Africans are compelled to remember that while President Obama’s victory is “historic” in form, it is not historic in essence. An individual never makes history because only the masses can truly make history. In this instance, history that benefits the African masses will be made only if those who have supported President Obama join with the oppressed around the world in waging a relentless, uncompromising struggle to change those US positions and policies which are harmful to humanity. African people must increase movement toward the next vital step of building a permanent organization that will fight for a united socialist Africa that will give genuine power to Africans throughout the world instead of the mythical “power” that capitalists say a President possesses.
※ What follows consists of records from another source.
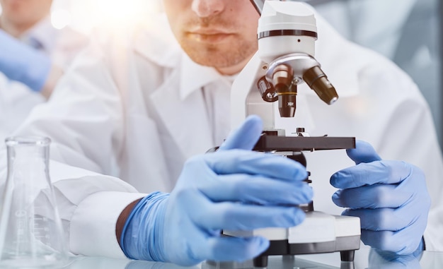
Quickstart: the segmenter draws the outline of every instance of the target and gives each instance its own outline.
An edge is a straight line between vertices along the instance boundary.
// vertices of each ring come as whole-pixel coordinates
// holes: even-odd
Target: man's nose
[[[223,11],[226,1],[238,0],[193,0],[192,8],[200,18],[210,17]]]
We must keep in mind that the ultimate enemy of African people is capitalism and imperialism. Capitalism was not defeated on the 4th of November, 2008, only a touch up that represents the peoples gaining strength and a growing crisis in capitalism’s neo-liberal policies. Kwame Nkrumah said in his book Conscienscism on page 72 the following about reform,
“The essence of reform is to combine a continuity of fundamental principle, with a tactical change in the manner of expression of the fundamental principle. Reform is not a change in the thought, but one in its manner of expression, not a change in what is said but one in idiom.”
The principles of capitalism are deceit, oppression and exploitation. These principles are counter to the principles of African people and the foundations of positive human development. The African masses must formulate our own revolutionary agenda and uncompromisingly fight for the supremacy of that agenda. We must not be led into following an agenda that is counter to our development, regardless of who is the mouthpiece for the other agenda.
Therefore, the A-APRP calls upon Africans worldwide to engage in the following positive action:
- Join or support the A-APRP. If you don’t join or support the A-APRP then join an organization that is fighting for the liberation of African people.
- Build an African United Front (coalition of African organizations) wherever you are living to create the conditions for more qualitative unity among African people
- Attend and support African Liberation Day which is organized on or around May 25th every year.
FORWARD TO A MASS PEOPLE’S DEMOCRACY, FORWARD TO ONE UNIFIED SOCIALIST AFRICA!